Adli tıp eğitimi gören Kaftancıoğlu'nun üniversite yıllarında hükümetin üniversitelerdeki başörtüsü yasağını protesto edenler arasında olduğunu, tezini İnsan Hakları Derneği tarafından kayıtları tutulan kayıplar ve işkence vakaları üzerine yazdığını, daha sonra gazeteci olan babası aşırı sağcılar tarafından öldürülmüş bir doktorla evlendiğini ekliyor.
Motosiklet kullanan Kaftancıoğlu'nun bunu "belki de kadınların nasıl davranması gerektiğine ilişkin kalıplara bilinçaltı bir tepkiydi" diye yorumladığını aktarıyor.
Destekçilerinin Matrix filmindeki kadın kahramana benzerliğinden dolayı ona Trinity dediklerini de söyleyen Hicks, bu lakabın onun hakkındaki marjinalize edilen kesimlerin savunucusu bir feminist imajını da yansıttığını kaydediyor.
Buna karşılık Kaftancıoğlu'nun klasik CHP parti çizgisinin dışında tavırları da olduğunu hatırlattığında kendisine "CHP içindeki görüş farklılıkları kamuoyunda dağınıklık olarak görülebiliyor. Ama bu görüş farklılıkları aslında partimizin zenginliğini yansıtıyor" dediğini aktarıyor.
Kaftancıoğlu hakkında 2019 yılının Mayıs ayında İstanbul belediye başkanlığı için yapılan ilk seçimden sonra, yıllar önce yaptığı sosyal medya paylaşımları nedeniyle 17 yıl hapis istemiyle dava açıldığı, ve CHP adayı Ekrem İmamoğlu'nun yapılan ikinci seçimi de açık arayla kazanmasından sonra Eylül ayında mahkemenin, hakkında -itiraz yolu açık olmak üzere- 9 yıl 8 ay hapis cezasına hükmettiği hatırlatılıyor.

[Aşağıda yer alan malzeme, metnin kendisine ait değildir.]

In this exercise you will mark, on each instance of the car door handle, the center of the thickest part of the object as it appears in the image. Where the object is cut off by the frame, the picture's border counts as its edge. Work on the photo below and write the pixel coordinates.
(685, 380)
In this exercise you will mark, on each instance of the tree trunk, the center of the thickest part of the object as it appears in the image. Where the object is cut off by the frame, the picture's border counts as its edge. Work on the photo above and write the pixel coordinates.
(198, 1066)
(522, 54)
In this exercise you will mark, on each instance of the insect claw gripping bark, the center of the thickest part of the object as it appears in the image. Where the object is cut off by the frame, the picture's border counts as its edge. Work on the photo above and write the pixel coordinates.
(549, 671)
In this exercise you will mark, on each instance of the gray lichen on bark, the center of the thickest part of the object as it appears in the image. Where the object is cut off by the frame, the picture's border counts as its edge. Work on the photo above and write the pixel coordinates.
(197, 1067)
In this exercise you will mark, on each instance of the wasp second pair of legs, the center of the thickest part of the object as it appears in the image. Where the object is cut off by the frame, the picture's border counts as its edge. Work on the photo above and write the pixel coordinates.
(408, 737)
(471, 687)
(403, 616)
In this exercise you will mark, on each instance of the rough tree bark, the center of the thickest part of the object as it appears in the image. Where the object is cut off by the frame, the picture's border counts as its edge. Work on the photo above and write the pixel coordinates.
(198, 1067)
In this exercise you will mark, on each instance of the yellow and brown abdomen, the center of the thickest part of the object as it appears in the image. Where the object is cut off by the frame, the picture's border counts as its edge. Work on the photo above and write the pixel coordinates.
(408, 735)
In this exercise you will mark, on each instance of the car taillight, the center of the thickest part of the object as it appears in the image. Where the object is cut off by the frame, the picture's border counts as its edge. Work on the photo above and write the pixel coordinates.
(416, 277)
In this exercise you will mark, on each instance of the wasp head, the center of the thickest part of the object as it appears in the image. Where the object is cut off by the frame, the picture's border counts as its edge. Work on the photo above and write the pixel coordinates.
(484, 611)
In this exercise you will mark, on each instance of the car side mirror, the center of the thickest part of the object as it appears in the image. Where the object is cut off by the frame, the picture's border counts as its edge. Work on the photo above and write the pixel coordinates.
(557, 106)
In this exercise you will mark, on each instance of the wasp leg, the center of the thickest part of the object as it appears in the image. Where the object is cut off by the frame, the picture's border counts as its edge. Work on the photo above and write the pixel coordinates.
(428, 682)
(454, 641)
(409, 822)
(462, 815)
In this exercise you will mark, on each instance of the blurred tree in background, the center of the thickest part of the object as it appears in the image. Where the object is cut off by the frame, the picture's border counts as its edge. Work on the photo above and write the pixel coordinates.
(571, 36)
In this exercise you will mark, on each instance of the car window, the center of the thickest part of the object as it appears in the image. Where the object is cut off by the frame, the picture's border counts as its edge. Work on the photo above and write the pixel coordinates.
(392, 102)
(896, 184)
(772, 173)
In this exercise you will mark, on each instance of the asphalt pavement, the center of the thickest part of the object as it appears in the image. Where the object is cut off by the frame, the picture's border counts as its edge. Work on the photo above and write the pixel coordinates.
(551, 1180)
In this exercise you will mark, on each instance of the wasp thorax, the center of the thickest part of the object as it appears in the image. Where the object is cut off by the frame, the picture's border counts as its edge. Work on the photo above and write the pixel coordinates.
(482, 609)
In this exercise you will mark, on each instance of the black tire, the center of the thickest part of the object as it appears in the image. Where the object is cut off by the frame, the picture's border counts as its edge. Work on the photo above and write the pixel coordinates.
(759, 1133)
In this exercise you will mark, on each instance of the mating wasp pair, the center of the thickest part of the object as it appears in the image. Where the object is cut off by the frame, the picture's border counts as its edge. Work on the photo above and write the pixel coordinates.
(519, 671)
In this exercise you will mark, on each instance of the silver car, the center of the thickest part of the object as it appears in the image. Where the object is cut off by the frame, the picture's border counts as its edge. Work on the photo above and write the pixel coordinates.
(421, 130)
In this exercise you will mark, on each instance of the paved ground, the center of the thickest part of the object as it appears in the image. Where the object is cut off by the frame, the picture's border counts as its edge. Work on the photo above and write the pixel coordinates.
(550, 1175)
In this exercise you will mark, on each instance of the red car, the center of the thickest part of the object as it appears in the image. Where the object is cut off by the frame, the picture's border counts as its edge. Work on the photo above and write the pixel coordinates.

Kaftancıoğlu'nun 2020'de yaptığı itirazın sonucunun bir kaç hafta içinde açıklanması beklenirken, her an cezaevine gönderilebileceği kaydediliyor.
Time muhabirine göre Canan Kaftancıoğlu, "hapse girişi yaklaşırken" davasına bağlılığını sürdürüyor:
"Doğum günü 3 Şubat'ta sabaha karşı İstanbul Çağlayan Adliyesi önünde Boğaziçi Üniversitesi'ne rektör atanması nedeniyle yapılan gösterilerde gözaltına alınanların bırakılmasını bekliyordu."
Erdoğan'ın protestolara katılan öğrencilere "tipik düşmanca yaklaşımıyla", "Siz öğrenci misiniz, terörist misiniz?" diye seslendiğini söyleyen Time muhabiri Kaftancıoğlu'nun ise öğrencilere ilk destek verenler arasında olduğunu yazıyor.
İçişleri Bakanı Süleyman Soylu'nun Kaftancıoğlu hakkında Ocak ayında sarfettiği "...terör örgütlerinin soytarısıdır. CHP İstanbul İl Başkanı DHKP-C, PKK/KCK ve MLKP Terör Örgütlerinin elemanıdır" sözlerini hatırlatan Hicks, muhalif politikacının Cumhurbaşkanı ve İçişleri Bakanı'na hakkındaki sözlerinden dolayı tazminat davası açtığını da ekliyor.
Hicks yazısını, "Eğer önümüzdeki haftalarda hapse girerse, Kaftancıoğlu içerideki zamanını yeni bir dil öğrenerek ya da belki yeni bir üniversite eğitimi yaparak geçireceğini söylüyor. Sigarasını küllükte söndürürken her halükarda 'Daha güçlü çıkacağım' diyor. Bu arada marjinalize edilenlerin özellikle de kadınların eşitlik mücadelesine güveniyor. 'Tek adama karşı en güçlü ilacın çok sayıda kadının örgütlülüğü olduğunu biliyorum' diyor" diye noktalamış.